Steve Jobs Biographer Walter Isaacson Remembers the Apple Visionary
Writer Walter Isaacson remembers the day when Steve Jobs asked him to write a biography of his life in 2004.
It took Isaacson by surprise and he told Jobs, “Not now. … Maybe in a decade or two, when you retire.”
But the request came right before Jobs’ first surgery for pancreatic cancer, a health battle that ended this week.
Today, as the world continues to remember Jobs, who died Wednesday, Isaacson remembered his last conversation with Jobs.
“A few weeks ago, I visited Jobs for the last time in his Palo Alto, Calif., home. He had moved to a downstairs bedroom because he was too weak to go up and down stairs. He was curled up in some pain, but his mind was still sharp and his humor vibrant,” Isaacson wrote in an essay in Time magazine.

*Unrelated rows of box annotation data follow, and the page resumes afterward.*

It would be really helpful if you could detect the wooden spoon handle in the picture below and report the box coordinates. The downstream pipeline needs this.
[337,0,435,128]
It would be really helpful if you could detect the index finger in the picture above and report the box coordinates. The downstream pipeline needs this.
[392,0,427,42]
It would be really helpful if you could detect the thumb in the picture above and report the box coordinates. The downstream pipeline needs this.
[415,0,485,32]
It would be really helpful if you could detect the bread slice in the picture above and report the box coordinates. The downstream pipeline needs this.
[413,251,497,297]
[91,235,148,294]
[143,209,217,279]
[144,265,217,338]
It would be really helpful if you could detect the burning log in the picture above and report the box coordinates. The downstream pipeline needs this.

Isaacson’s biography on Jobs, “Steve Jobs,” which was slated to be out in stores on Nov. 21, has been moved up to Oct. 24, according to book publisher Simon & Schuster, in the wake of his death.
Isaacson, who also wrote biographies of Benjamin Franklin and Albert Einstein, said Jobs was “thought of himself as an artist,” who believed “he was doing people a service.”
In Isaacson’s last conversation with Jobs he asked the one question that has puzzled him for so long – why did the very private Jobs want to reveal so much in a book?
“I wanted my kids to know me,” Jobs told Isaacson. ”I wasn’t always there for them, and I wanted them to know why and to understand what I did.”